Das Vorgehen hinsichtlich Sondenauswahl und Punktionstechnik zur Platzierung eines Midline-Katheters ist für die Punktion peripher Venen oder der A. radialis gleich: ich bevorzuge die slide-down-down-Technik mit Querdarstellung des Gefäßes (dynamic needle positioning). Siehe dazu auch den Beitrag über die periphere Venenpunktion mit Ultraschall

Sorge des Patienten kurz vor der Punktion

Trotz angenehmer und angeregter Unterhaltung, wusste der Patient, dass nun der Einstich erfolgen wird. Er sei wirklich nicht zimperlich, was Schmerzen anginge, aber die vorherigen Punktionen, insbesondere am rechten Arm, haben einfach sehr weh getan. Ich glaubte dem Mann sofort. Von anderen körperlich anstrengenden Gewerken kannte ich die Einstellungen der Handwerker.

Der rechte Ellenbogen war verbunden und ich verbiss mir einen Kommentar.

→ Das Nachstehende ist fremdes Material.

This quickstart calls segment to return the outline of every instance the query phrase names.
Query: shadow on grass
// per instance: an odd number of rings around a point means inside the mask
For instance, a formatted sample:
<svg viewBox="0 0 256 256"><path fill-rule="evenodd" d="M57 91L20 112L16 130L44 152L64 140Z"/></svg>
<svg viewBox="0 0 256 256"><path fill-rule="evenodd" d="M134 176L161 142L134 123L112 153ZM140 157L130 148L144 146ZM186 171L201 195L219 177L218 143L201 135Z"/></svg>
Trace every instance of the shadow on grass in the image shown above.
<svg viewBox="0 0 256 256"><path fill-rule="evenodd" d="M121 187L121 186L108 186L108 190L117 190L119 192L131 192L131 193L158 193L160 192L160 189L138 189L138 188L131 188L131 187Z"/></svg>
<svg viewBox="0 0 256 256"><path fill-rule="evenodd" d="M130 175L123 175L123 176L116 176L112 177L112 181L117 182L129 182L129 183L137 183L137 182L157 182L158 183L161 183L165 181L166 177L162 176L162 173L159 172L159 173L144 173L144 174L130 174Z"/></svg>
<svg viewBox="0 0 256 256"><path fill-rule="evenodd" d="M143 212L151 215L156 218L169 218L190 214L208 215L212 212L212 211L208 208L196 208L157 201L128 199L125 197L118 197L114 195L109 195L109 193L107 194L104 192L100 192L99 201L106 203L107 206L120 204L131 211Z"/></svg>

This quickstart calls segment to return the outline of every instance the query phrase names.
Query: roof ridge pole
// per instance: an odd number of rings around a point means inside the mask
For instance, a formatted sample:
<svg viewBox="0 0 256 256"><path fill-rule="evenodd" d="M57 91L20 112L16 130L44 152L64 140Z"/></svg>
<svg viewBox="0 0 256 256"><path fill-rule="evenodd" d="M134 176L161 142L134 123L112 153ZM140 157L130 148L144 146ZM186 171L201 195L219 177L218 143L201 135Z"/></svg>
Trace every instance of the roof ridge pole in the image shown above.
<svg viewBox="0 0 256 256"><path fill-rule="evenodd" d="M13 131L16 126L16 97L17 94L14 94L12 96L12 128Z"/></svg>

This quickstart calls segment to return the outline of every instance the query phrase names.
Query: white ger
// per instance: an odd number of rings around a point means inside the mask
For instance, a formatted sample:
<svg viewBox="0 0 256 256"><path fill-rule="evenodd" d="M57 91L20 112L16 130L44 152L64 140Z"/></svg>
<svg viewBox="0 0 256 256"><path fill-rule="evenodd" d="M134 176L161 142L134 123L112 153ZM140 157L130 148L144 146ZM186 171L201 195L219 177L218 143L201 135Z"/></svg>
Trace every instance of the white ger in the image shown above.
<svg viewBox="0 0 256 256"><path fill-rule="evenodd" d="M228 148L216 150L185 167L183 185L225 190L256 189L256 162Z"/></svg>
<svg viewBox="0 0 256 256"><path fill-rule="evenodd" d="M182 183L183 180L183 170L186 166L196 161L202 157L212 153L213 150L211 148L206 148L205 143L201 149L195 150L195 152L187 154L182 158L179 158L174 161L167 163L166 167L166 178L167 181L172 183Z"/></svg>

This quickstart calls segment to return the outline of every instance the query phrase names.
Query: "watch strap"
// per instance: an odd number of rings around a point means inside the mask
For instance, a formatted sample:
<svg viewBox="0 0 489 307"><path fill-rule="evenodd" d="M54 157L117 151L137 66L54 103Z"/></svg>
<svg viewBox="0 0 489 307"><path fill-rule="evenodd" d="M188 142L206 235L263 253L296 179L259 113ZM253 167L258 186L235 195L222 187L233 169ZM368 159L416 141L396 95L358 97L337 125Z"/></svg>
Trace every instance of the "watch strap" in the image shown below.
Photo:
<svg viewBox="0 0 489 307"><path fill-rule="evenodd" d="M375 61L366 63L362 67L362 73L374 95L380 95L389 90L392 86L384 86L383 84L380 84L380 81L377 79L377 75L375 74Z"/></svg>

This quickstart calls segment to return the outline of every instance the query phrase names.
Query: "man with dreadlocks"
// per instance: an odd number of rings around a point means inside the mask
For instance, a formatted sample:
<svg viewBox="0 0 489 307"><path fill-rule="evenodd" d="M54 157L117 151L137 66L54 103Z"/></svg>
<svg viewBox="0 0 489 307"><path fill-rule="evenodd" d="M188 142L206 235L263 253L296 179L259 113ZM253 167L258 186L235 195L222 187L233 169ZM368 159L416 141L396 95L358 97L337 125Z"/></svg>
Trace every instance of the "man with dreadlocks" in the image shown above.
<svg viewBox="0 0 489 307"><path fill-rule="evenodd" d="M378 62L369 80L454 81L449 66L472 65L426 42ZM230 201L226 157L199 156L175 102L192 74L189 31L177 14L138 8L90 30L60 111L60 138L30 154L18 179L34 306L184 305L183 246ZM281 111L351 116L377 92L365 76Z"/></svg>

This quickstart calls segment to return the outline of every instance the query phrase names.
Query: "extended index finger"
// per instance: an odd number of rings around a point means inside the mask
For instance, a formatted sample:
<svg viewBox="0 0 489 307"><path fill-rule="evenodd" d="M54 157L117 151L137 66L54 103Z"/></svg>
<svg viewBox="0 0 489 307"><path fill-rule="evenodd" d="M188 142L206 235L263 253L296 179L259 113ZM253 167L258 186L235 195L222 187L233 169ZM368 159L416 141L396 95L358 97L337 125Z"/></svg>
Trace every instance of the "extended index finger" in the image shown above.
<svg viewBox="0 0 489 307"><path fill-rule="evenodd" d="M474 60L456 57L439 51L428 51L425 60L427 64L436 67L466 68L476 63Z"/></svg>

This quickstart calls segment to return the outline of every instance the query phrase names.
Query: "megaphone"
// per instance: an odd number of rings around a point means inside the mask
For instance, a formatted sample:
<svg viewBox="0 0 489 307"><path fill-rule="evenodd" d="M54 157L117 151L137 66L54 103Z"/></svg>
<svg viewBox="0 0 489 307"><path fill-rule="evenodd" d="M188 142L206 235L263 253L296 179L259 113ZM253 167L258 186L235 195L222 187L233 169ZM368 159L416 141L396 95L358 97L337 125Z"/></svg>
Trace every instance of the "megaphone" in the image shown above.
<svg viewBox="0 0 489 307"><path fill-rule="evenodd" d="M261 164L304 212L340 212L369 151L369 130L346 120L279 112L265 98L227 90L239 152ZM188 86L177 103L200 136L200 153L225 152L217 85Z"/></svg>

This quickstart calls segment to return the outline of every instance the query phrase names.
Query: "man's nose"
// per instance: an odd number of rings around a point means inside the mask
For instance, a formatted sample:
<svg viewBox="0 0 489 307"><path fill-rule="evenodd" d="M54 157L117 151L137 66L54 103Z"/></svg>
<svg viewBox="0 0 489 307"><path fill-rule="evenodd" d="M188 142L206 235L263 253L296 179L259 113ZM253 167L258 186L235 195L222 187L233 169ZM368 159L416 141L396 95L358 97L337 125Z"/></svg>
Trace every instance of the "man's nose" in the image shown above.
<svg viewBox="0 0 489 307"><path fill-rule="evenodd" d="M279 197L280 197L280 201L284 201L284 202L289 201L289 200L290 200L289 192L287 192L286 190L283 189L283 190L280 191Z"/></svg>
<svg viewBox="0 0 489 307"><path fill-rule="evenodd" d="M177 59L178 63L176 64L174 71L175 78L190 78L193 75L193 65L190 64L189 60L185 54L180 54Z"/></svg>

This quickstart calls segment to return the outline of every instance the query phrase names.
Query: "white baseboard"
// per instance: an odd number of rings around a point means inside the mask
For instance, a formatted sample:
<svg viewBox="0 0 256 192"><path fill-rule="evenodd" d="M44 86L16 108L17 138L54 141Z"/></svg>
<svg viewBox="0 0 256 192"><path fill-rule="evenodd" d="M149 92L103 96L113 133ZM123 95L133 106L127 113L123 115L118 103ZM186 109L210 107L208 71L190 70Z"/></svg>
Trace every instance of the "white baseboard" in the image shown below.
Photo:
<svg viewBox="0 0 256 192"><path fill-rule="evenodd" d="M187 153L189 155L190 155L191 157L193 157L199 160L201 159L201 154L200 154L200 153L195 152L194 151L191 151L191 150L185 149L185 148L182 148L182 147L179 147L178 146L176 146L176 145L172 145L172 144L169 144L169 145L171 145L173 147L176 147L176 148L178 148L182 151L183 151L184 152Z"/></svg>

Warum wurde, unabhängig davon, dass nicht sonografisch punktiert wurde, überhaupt auf der Höhe des Ellenbogen die Anlage versucht? Wieder kamen mir Bilder seiner Arbeit in den Sinn.

Punktionstechnik: Einstich idealerweise im Venenverlauf

Im Gegensatz zu einigen YouTube-Videos, in denen ein steiler Punktionswinkel zur Vene zu beobachten ist, halte ich den flachen Winkel, einen Winkel – der den Verlauf der Vene berücksichtigt – für den geeigneteren: er schützt besser davor, die dorsale Venenwand zu akzidentell zu durchstehen. Langsame und kontrollierte Kanülen- und Sondenmanöver sind die Schlüsselelemente für den Erfolg. Wie bei der A. radialis-Kanülierung und die ultraschallgestützte Anlage peripherer Verweilkanülen.

Einbringen des Katheters mit Seldinger-Technik

Ein Kollege wohnte der Prozedur bei und wir sprachen über die gleich folgende sonografische Kontrolle des Führungsdrahtes, der Darstellung bis zur Axilla.

Die Sonoantomie der axillären Region kennst du sicherlich aus der Regionalanästhesie. Bei der Blockade des Plexus brachialis auf axillärer Ebene werden die peripheren Nerven des Plexus nach distal zur Identifikation verfolgt. Bei der Midline-Katheteranlage gleitet deine Sonde von distal nach proximal 😉

Bergmann Weisheit

Der Patient, der Untertage auch für die elektrischen Maschinen zuständig war, fragte nach der Bedeutung des Drahtes. Ich berichtete, dass die Punktion problemlos verlaufen sei und ein sogenannter Führungsdraht nun in der Vene läge, der eben als Führung dient, den eigentlichen Katheter darüber einführen zu können. Das sei der eigentliche „Trick“. Er lachte aufund sagte, so mancher Draht hat ihm schon bei der Frimmelei aus der Not geholfen. Ob ich denn nicht den Satz „Brauchst du Rat, nimm ein’ Draht“?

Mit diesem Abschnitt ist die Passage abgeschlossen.